Competition for a livelihood, competition for bread and butter, is the denial of brotherhood. It is the antithesis of the Golden Rule. It is not the doing unto other men as we would that they should do to us. It is obedience to David Harum's parody of the Golden Rule, "Do unto the other fellow as he wants to do to you, and do it fust." The essential condition of competition is that always there shall be at least two men after the one contract, two men after the one job, two men after the custom, the patronage, the clientèle only sufficient for one. As a consequence, wherever competition exists, the success of one man always involves the failure of another. The man who gets the position knows that another man is suffering. The merchant who captures the trade knows that another must fail. The rule for success, as given by a highly successful business man of America, was, "So conduct your business that your competitor will have to shut up shop." The method is essentially disorderly and wasteful. Worse than that, it is inhuman.

It is difficult, indeed, to imagine how a more inhuman method of business could be devised short of methods which no man who had not ceased to be human would tolerate. Inhuman and dehumanizing. How deeply dehumanizing is seen in the effort of Christian men to justify it--the supreme illustration in our day of the morally blinding power of the accustomed, the familiar, and, above all, the profitable, which has made Christian men defenders of competition, of war, of the drink traffic, of the opium traffic, and of slavery.

Business competition to-day is, conceivably, as great an evil as ever intemperance was. Its working is more subtle, more wide-spread, more deeply destructive.

It hardens men. It dries up their natural and almost inextinguishable kindliness. It demoralizes them. It almost compels them to resort to crooked methods. It subjects them to temptations sometimes virtually irresistible. It presents them with the alternatives of failure and starvation for themselves and their loved ones or the doing of something, not right indeed, but which plenty of others do and which seems imperative. The honorable man has to compete with the dishonorable. The Hydrostatic Paradox of controversy, the Autocrat of the Breakfast Table has told us, lies in this, that as water in two connected tubes, however different their calibre, stands at the same level in both, so if a wise man and a fool engage in controversy, they tend to equality. The more demoralizing Hydrostatic Paradox of business competition is its deadly tendency to bring the honorable man down to the level of the dishonorable.

It is not always demoralizing. There are men strong enough to maintain their integrity, even sometimes at great risk. But the strain of it, the feverishness of it, the narrowing influences of it, still fewer men escape.

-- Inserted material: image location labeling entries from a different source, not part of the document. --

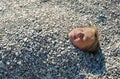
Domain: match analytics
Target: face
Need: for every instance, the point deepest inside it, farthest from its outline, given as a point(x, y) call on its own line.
point(82, 37)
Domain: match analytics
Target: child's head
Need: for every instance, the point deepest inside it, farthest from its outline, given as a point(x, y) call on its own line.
point(85, 38)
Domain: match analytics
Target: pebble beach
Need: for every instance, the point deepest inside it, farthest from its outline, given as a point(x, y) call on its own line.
point(34, 42)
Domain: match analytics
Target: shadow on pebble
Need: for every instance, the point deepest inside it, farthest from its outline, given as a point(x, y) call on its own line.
point(93, 63)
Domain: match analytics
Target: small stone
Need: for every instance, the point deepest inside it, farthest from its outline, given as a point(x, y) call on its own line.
point(25, 39)
point(19, 62)
point(2, 64)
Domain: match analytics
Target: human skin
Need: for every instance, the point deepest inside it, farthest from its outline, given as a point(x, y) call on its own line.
point(82, 37)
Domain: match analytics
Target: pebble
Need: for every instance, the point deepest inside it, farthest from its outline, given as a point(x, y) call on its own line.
point(43, 48)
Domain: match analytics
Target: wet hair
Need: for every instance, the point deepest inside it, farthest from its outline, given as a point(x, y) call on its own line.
point(94, 47)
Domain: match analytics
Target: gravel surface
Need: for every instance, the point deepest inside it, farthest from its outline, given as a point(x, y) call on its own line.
point(34, 43)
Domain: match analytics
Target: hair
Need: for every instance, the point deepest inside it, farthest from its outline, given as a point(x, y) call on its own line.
point(95, 46)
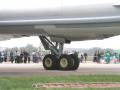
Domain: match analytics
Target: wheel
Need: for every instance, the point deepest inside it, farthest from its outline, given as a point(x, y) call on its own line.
point(50, 62)
point(65, 62)
point(76, 62)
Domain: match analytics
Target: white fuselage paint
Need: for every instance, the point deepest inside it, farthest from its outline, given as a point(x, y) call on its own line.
point(70, 19)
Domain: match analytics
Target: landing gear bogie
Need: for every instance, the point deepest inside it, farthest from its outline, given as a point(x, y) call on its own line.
point(50, 62)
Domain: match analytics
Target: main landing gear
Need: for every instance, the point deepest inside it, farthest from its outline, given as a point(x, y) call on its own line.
point(57, 60)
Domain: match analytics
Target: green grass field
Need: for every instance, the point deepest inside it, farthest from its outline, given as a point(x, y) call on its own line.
point(25, 83)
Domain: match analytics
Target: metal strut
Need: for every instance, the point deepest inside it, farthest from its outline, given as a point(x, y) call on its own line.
point(48, 45)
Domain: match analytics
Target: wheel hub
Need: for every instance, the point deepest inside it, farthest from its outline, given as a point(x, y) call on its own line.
point(64, 62)
point(48, 62)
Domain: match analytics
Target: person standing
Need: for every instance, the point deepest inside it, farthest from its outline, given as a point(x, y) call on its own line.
point(85, 56)
point(11, 57)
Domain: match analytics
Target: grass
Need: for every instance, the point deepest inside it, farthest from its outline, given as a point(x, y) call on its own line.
point(25, 83)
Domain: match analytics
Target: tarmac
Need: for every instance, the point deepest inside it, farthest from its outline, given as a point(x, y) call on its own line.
point(8, 69)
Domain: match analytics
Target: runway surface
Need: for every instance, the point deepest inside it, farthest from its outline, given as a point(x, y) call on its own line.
point(7, 69)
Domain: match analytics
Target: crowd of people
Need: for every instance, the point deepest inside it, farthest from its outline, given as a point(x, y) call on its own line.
point(106, 56)
point(19, 57)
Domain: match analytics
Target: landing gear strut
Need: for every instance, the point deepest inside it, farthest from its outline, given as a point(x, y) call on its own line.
point(57, 60)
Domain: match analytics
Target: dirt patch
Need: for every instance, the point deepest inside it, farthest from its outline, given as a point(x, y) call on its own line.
point(78, 85)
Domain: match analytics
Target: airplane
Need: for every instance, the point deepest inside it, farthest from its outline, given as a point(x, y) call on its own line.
point(57, 22)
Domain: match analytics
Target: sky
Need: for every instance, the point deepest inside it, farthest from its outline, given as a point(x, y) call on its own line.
point(112, 42)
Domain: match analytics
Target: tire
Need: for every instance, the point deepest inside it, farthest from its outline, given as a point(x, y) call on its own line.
point(50, 62)
point(65, 62)
point(76, 62)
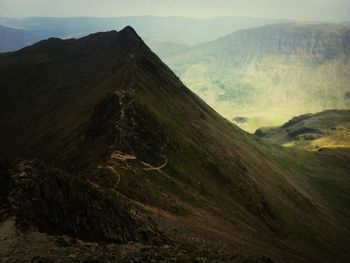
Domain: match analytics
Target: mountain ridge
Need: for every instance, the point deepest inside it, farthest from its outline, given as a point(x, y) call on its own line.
point(119, 119)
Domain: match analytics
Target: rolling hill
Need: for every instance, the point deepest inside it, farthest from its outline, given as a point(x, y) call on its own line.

Under the shade and fallen needles of the pine forest, no other vegetation can grow. Under the absorption, the exhaustion, of the fierce business competition of America, little else than business shrewdness, business insight, business knowledge can grow. A thousand seeds of culture, art, music, philanthrophy, religion, human fellowship, home happiness die permanently or fail to germinate at all in the American business man. The struggle, like a remorseless machine, seizes him as a young man and works its way with him till it flings him off at the other end of the process, a failure with a dreary old age of dependence and uncertainty, or a successful man broken in health at fifty, to spend the rest of his days in search of health, or with the leisure and the means to develop the old tastes but the tastes themselves atrophied by long and enforced neglect.

In the name of the brotherhood of Christianity, in the name of the richness and variety of the human soul, the Church must declare a truceless war upon this sterilizing and dehumanizing competition and upon the source of it, an economic order based on profit-seeking.

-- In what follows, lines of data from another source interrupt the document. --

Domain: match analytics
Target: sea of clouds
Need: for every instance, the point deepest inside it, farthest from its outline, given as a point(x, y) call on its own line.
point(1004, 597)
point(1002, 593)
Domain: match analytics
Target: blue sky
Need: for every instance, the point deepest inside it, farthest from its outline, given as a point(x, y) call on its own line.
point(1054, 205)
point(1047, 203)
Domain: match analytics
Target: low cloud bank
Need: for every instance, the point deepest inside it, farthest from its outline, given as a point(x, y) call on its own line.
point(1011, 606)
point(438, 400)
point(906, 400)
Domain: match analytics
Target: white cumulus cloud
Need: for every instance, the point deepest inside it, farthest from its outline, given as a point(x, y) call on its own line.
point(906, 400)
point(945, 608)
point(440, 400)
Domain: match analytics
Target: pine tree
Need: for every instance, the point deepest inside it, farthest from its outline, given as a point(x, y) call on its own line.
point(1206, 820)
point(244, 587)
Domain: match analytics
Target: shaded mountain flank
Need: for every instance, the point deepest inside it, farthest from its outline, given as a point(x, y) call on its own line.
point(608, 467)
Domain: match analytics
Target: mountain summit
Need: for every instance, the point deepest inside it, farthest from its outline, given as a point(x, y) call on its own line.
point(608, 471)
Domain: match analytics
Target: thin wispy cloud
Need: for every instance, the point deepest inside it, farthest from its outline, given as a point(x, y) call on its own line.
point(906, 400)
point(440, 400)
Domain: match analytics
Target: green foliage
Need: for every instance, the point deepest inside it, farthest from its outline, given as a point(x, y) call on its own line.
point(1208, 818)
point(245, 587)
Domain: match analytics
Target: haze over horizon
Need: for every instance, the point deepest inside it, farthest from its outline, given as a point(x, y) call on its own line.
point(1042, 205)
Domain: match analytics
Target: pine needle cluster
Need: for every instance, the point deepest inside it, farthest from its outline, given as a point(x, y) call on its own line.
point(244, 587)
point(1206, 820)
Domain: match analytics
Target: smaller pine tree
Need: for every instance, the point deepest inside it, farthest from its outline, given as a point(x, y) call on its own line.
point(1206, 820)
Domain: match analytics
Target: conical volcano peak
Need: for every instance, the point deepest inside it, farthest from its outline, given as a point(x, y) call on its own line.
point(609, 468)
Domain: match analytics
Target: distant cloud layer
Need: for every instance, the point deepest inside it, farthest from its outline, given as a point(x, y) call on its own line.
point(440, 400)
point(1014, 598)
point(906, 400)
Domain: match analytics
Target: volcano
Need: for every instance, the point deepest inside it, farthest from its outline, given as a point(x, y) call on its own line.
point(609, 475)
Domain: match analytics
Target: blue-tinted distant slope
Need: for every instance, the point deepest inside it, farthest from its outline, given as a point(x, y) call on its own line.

With profits not merely as an inducement but as the absolutely essential condition, the sine qua non not merely of success but of a livelihood, competition, even desperate competition, is inevitable. There is not usually the direct personal clash, the bloody or deadly combat, though these may be, but it is a life and death struggle none the less. In business competition, men are fighting with halters around their necks. They are fighting as wolves fight who know that the beaten one will be devoured by the pack.

How unfair and how futile under such conditions to heap reproaches upon the men who make what are called excessive profits! The risks are great. Should not a man make provision for them when he can? When, too, a man is immersed from boyhood in an atmosphere of profit-seeking, when in the talk around the meal-table and the conversation of his father with other men he gathers that profits are the measure of success, when in business he finds the whole energy and ingenuity and influence of men concentrated on profits, and men largely estimated by the amount of their profits, what capacity will be left after twenty years of such a life to distinguish between legitimate and excessive profits?